Caught in a maelstrom
It was to be expected that the prolonged domination over another nation would cause moral damage to the occupying Israeli. And did we mention Yeshayahu Leibowitz? What was less to be expected was that the entire country would be caught up in the maelstrom. Would become disabled. Would sell out.
It was to be expected that the prolonged domination over another nation would cause moral damage to the occupying Israeli. And did we mention Yeshayahu Leibowitz? What was less to be expected was that the entire country would be caught up in the maelstrom. Would become disabled. Would sell out. It's no longer only the large number of shocking instances of hard-heartedness in the territories; it's a state of mind in which the criteria are becoming distorted, from the top echelons down to the grass roots.

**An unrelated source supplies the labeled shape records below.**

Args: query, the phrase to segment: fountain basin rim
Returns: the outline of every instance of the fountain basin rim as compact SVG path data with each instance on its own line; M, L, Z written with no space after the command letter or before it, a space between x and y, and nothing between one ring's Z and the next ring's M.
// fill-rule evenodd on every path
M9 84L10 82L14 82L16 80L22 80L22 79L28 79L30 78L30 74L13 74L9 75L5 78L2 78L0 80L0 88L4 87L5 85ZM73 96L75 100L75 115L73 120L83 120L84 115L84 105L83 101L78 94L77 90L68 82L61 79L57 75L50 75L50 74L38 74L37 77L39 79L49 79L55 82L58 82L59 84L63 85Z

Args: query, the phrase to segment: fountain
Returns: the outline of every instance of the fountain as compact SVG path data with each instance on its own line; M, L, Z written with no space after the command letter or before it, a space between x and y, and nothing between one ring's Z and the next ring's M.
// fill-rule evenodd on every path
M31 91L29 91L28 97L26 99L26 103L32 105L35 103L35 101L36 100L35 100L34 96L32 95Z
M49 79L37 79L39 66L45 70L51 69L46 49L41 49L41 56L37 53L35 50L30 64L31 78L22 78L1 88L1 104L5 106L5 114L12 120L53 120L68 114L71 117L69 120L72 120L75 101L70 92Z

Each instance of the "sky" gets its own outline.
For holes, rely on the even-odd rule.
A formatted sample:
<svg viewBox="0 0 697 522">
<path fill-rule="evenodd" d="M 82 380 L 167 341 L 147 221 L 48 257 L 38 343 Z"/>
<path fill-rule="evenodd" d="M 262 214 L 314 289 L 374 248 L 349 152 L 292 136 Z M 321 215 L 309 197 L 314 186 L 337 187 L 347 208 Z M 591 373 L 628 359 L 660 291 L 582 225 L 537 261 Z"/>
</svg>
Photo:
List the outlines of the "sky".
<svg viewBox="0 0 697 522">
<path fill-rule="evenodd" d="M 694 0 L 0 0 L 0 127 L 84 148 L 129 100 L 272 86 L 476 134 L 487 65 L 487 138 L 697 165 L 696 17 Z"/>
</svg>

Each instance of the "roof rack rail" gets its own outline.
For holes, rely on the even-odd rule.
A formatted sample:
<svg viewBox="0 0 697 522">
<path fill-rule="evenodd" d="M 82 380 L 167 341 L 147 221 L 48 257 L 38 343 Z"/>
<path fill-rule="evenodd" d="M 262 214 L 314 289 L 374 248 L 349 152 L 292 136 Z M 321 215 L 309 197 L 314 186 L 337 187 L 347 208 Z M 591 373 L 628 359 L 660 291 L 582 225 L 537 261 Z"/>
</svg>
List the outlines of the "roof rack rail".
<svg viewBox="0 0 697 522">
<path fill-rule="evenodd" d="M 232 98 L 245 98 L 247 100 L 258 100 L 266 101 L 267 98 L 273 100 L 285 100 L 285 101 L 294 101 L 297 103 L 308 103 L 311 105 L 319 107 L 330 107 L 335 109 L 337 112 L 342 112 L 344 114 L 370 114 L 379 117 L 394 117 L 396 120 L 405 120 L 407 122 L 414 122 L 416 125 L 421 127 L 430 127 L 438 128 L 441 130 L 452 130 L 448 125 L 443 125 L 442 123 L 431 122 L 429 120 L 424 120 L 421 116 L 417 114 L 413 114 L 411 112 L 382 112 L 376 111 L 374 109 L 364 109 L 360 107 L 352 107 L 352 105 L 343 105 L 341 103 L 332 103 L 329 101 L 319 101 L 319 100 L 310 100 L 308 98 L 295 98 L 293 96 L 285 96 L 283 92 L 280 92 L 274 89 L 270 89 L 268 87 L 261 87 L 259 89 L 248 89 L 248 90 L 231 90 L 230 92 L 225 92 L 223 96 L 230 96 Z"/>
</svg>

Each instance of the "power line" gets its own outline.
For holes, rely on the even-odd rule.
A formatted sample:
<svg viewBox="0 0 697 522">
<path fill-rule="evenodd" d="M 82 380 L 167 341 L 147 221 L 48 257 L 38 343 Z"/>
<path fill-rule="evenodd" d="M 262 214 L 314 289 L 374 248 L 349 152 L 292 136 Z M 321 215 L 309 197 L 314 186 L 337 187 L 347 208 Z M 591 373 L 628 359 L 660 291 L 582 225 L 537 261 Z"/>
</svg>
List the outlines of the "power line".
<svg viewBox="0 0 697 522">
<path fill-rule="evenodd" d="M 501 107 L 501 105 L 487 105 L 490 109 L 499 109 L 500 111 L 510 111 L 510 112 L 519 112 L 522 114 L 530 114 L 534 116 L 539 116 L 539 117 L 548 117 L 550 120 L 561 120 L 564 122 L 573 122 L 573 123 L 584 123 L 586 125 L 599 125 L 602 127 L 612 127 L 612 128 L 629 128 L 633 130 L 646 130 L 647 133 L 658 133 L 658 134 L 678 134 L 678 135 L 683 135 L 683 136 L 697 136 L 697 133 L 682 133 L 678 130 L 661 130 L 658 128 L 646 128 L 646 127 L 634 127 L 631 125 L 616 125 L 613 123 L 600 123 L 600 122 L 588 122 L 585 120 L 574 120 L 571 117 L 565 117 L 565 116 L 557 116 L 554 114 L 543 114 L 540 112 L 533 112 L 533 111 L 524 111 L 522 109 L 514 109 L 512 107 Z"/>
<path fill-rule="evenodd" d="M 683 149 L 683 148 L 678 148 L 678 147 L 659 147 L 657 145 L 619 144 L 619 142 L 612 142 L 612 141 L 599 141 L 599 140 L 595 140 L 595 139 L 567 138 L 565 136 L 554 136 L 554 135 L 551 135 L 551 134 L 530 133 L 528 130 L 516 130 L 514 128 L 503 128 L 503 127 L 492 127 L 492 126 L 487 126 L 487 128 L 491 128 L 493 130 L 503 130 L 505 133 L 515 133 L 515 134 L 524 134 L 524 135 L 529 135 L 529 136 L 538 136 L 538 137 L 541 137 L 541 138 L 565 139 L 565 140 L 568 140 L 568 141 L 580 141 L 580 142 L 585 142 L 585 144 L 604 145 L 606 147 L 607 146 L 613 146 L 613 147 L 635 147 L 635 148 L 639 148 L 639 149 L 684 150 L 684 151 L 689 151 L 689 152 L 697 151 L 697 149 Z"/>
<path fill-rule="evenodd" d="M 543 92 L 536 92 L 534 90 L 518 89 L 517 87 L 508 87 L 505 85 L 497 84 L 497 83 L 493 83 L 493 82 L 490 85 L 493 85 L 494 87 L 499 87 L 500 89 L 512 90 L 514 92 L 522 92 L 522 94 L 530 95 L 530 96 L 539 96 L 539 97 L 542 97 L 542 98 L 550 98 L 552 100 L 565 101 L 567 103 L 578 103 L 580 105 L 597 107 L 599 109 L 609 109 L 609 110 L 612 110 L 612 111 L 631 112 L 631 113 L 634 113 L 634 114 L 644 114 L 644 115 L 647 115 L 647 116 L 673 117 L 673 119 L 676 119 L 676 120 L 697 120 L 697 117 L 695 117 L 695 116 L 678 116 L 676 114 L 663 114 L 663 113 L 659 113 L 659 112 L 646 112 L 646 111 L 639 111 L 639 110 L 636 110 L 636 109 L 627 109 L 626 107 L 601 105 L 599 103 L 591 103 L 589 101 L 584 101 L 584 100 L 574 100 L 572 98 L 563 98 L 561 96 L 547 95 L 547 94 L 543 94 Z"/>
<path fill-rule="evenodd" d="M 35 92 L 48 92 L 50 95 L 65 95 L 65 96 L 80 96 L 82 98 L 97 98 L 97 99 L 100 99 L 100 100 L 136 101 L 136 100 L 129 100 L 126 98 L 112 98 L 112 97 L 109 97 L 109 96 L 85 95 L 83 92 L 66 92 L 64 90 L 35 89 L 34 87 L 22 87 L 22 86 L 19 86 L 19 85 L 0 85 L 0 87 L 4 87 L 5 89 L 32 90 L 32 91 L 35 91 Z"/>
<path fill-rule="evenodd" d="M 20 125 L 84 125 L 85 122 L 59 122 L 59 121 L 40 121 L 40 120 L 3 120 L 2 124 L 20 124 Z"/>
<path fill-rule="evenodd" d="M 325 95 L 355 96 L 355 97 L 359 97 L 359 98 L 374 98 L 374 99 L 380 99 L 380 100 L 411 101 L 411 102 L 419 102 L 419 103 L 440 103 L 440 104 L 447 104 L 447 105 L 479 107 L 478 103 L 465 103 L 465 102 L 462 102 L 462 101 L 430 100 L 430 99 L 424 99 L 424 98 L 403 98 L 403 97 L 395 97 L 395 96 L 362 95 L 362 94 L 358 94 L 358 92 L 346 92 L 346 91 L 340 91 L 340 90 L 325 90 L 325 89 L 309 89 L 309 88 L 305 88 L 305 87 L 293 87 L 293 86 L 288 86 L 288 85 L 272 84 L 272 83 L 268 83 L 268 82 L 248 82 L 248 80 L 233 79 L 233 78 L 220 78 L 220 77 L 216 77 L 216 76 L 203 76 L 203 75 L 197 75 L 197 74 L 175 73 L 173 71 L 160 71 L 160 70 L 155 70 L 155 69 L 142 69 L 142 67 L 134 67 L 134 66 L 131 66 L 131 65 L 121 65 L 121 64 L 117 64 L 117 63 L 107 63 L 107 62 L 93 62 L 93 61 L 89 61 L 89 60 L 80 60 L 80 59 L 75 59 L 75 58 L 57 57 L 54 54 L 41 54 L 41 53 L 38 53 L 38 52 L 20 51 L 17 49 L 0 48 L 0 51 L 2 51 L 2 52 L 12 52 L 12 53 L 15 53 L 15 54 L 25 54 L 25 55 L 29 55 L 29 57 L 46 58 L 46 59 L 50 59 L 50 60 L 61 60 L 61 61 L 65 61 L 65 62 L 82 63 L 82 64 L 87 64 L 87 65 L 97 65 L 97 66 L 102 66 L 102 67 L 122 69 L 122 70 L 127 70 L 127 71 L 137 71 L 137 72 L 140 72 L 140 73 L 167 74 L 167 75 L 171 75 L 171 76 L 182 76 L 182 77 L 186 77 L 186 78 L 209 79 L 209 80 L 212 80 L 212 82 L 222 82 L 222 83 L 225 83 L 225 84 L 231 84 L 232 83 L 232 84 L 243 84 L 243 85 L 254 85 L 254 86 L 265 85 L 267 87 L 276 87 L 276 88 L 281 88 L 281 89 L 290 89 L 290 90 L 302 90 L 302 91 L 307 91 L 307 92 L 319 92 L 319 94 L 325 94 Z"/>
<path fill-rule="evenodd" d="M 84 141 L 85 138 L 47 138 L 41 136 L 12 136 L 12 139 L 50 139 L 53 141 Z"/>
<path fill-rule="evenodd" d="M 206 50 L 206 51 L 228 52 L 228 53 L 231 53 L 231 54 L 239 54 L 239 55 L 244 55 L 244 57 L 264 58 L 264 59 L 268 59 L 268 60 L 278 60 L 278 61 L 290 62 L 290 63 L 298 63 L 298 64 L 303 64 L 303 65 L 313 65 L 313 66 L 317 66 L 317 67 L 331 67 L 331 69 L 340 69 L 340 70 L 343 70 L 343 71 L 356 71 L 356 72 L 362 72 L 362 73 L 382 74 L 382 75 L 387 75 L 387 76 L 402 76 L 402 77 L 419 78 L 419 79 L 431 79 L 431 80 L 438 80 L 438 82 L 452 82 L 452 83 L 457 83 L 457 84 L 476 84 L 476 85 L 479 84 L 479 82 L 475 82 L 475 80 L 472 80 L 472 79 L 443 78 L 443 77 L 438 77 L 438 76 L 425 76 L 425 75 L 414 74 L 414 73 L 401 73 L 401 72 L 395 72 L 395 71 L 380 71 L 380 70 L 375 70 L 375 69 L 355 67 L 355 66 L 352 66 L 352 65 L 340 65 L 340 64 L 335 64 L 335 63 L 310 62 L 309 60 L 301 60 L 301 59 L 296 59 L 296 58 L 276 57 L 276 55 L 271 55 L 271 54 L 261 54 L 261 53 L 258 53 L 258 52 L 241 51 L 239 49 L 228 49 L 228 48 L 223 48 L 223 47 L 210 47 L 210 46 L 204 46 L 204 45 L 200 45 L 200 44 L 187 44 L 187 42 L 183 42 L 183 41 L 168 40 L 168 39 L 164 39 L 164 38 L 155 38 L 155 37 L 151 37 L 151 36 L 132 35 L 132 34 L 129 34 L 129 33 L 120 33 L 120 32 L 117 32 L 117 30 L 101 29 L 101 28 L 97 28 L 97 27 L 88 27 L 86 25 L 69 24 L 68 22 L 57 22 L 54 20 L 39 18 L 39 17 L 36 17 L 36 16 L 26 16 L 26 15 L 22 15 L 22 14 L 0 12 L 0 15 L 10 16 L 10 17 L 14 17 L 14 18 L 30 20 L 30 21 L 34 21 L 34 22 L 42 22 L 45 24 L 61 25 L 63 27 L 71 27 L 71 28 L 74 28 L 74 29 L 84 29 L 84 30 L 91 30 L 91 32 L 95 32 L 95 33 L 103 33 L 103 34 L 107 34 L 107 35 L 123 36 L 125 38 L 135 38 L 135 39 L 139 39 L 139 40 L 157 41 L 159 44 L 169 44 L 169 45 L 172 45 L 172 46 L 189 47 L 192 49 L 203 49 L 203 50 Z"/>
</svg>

We can begin with a minor example: The case of Major General (res.) Amos Gilad. The head of the political-security branch in the Defense Ministry is claiming a 65 percent physical and emotional disability. There are efforts at compromise on his issue, too; the State Prosecutor's Office has agreed to 50 percent. Thus, Gilad has become an embarrassing symbol of a country that is spinning out of control. He attributes the damage to his body and his soul to the days when he was involved in controversies over the Lebanon War and to the "fateful decisions" he has been forced to make under pressure since then.
Gilad, shamelessly, wants upgraded disability and money. When did the physical and mental disability of the exhausted officer begin? When he was head of a research division in Military Intelligence? When he was the coordinator of government activities in the territories? When he dizzyingly made his way up to the throne of the "national explainer" during the first war in Iraq?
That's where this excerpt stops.